Et, par dessus le marché, avec l'admiration béate des plus gros connards de l'UMP,
Raffarin et Fillon en tête, dont les appréciations dythirambiques, si intelligemment
déballées en place publique, ont tant fait bisquer Sarkozy.
Reconnaissons tout de même que ce dernier doit souvent s'interroger sur la santé
mentale des corniauds qui constituent son proche entourage. Si par impossible il
parvient à se faire réélire l'an prochain, il sait déja précisément à qui il n'aura pas
besoin de dire merci.
En revanche, le Père François, ça lui fera du monde à remercier. A commencer par
Naffissatou Diallo, sa bienfaitrice, celle sans qui rien n'eût été possible. Et même
la petite Tisane Banon, avec la couche bien épaisse ajoutée par ses soins sur la
tartine de fiente de Minou la Tringlette. Débarrassé de ce dernier, le petit François
n'avait plus qu'à ramasser le tronçon du glaive, comme disait Charlot, pour
s'en bricoler un cure-dents et mordre avec entrain les grosses miches plates de
l'amère de Lille. Celle-là, de victoire, à côté, la demi-finale Galloise c'était gagné
d'avance. Tout ce qu'on peut espérer, à l'heure où je mets sous presse, c'est que
ça ne fasse pas du soixante-dix/trente, sans quoi tous les Confranchouilles -et ça
fait du monde- croiront qu'il s'agit bel et bien d'un triomphe digne de l'antique.

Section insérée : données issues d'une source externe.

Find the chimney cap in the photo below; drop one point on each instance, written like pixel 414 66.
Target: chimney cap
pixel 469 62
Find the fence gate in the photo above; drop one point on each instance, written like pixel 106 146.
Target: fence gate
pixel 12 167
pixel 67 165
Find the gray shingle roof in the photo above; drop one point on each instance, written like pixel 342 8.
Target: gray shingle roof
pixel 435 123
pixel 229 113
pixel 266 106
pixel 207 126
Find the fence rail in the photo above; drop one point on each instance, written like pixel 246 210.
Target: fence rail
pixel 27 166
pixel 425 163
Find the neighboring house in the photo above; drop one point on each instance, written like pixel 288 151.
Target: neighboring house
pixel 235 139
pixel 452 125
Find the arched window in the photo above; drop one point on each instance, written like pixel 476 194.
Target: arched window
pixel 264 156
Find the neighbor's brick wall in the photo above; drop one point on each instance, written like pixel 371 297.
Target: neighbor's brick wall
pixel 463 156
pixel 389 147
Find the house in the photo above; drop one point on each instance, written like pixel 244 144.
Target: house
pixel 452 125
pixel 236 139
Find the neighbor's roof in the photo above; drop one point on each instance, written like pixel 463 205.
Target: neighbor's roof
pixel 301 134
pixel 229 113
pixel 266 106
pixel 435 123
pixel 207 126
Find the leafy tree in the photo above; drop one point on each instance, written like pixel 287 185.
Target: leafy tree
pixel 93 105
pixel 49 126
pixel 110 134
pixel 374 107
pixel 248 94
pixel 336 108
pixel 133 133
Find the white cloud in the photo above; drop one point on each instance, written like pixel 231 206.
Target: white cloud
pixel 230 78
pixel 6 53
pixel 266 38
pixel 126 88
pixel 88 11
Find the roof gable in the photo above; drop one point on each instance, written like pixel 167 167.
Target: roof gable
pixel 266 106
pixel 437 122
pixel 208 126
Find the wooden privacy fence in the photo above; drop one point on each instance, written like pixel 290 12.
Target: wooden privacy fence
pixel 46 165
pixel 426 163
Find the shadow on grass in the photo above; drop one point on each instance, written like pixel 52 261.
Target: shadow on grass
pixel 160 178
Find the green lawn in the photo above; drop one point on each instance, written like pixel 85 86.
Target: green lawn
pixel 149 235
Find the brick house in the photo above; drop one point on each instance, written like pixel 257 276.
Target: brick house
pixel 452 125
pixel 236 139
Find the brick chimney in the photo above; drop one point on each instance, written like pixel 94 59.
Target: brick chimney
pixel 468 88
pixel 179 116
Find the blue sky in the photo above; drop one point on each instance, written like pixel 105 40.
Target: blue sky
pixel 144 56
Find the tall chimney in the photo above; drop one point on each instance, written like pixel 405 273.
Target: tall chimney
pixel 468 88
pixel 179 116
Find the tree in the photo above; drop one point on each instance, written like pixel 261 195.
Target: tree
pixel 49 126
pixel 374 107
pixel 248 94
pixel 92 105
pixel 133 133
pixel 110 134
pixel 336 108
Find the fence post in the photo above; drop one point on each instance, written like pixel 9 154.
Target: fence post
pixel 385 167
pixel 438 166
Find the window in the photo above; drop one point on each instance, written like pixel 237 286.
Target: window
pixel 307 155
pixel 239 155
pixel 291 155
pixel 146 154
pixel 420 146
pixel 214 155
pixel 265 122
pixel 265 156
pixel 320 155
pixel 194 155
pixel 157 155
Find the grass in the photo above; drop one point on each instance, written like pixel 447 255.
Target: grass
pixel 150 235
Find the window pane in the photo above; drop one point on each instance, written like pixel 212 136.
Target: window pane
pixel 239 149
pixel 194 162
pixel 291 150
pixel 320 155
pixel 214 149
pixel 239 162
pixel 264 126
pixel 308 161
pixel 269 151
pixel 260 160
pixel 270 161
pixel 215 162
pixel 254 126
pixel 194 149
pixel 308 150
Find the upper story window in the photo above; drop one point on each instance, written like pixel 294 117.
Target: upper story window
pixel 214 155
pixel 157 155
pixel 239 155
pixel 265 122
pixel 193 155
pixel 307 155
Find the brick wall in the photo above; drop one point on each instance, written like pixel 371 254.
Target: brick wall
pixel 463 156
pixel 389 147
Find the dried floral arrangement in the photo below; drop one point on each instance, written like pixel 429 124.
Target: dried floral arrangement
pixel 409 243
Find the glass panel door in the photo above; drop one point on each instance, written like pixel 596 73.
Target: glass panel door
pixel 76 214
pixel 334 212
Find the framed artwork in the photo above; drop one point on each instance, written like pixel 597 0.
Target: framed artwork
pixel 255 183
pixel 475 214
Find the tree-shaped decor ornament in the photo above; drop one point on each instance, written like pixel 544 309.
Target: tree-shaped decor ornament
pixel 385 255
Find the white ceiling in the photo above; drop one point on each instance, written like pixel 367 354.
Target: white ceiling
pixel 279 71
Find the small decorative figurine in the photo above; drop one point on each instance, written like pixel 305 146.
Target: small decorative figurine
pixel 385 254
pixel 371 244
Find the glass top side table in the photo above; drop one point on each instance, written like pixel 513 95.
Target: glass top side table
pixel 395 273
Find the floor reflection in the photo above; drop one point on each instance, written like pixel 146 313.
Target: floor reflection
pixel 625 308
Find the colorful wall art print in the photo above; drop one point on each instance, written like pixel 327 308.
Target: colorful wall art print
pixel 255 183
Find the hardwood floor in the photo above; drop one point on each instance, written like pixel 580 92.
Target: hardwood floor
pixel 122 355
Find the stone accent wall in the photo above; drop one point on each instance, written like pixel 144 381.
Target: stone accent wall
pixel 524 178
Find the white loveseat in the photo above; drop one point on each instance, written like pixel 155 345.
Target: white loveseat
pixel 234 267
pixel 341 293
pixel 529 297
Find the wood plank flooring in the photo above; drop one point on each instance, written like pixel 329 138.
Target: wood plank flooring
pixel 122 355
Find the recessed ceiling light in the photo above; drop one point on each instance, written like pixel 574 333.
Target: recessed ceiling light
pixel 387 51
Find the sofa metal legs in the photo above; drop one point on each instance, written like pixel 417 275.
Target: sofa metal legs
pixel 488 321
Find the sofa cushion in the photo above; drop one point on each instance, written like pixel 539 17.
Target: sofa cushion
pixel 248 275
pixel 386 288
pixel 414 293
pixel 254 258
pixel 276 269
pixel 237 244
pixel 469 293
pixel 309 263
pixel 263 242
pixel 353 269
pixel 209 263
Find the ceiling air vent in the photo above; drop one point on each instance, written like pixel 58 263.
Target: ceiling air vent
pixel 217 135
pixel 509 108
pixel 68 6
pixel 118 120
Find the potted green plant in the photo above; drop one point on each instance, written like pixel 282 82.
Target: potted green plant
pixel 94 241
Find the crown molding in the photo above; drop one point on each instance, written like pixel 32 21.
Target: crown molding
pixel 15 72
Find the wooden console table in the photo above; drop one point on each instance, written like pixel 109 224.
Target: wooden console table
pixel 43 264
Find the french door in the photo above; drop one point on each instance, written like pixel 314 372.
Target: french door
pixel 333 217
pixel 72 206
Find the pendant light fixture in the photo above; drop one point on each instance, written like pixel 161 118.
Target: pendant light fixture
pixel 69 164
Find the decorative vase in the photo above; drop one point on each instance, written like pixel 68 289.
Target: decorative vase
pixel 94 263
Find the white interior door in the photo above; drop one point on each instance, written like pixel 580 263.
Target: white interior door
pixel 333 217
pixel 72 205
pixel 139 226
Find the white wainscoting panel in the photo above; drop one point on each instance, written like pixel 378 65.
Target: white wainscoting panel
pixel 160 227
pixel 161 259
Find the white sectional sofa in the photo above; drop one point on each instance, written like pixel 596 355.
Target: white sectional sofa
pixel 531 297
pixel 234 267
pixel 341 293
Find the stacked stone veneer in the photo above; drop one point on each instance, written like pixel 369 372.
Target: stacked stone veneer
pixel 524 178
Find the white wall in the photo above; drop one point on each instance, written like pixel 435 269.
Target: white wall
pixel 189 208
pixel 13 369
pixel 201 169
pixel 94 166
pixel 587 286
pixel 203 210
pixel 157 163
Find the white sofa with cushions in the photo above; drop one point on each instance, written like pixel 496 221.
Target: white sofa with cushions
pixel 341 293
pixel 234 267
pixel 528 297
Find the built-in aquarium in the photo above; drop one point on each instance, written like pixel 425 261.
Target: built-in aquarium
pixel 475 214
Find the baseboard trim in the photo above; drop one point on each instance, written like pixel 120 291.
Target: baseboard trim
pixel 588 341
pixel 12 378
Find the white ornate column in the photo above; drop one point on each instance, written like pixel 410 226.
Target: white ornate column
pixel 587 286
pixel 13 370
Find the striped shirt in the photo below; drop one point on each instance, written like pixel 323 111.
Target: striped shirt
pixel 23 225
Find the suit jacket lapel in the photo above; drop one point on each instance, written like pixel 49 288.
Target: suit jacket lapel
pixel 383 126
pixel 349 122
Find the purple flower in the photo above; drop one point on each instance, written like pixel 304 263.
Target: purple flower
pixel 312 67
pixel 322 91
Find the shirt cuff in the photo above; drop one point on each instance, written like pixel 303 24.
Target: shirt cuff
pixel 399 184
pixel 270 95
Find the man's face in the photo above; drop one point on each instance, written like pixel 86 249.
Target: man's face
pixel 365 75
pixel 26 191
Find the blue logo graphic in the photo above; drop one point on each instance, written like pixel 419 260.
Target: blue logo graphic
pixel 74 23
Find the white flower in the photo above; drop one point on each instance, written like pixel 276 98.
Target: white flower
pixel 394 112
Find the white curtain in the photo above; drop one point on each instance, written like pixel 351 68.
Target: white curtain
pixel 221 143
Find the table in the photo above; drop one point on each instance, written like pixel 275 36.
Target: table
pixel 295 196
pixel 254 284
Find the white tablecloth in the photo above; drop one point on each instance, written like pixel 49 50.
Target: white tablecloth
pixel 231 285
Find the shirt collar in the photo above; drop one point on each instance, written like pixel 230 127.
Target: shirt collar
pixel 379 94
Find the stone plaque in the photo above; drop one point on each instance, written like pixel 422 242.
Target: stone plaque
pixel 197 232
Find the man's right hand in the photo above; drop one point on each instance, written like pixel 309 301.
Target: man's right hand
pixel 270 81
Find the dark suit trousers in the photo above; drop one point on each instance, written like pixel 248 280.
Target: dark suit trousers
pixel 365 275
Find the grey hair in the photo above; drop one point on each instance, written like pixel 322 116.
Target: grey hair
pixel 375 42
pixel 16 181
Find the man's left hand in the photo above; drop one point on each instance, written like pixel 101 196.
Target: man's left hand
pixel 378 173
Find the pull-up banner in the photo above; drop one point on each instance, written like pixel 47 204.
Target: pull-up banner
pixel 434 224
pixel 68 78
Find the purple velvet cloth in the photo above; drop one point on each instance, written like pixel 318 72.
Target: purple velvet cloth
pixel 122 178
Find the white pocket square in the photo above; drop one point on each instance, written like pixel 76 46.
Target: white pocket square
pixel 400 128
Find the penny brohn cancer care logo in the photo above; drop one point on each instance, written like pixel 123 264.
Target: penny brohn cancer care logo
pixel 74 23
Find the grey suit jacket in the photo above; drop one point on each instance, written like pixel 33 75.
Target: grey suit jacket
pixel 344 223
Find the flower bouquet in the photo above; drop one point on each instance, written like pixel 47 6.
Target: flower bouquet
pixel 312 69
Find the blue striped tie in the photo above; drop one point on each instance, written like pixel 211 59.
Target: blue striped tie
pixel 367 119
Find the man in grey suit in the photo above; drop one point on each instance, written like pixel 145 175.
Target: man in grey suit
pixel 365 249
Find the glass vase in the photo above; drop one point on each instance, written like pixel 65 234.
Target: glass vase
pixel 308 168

On dénombre assez de chances comme ça de se retrouver avec cette couille-molle
comme chef de l'Etat, pas la peine d'en rajouter des caisses.
Même pour l'intéressé, un score trop lourd pourrait lui faire du tort. Déja qu'on voit
bien qu'il se demande lui même ce qu'il fout là, si ça se trouve il risquerait de se
prendre pour Napoléon, le jour où la France deviendra le fromage de Hollande.
Enfin, pour ceux qui ont aimé le "Chevalier à la Rose", gageons qu'ils adoreront
bientôt la "Couille Molle à la Rose".
La démocratie ne nous aura décidément rien épargné.
Prions ensemble, mes Soeurs, mes Frères et merde pour qui ne me lira pas.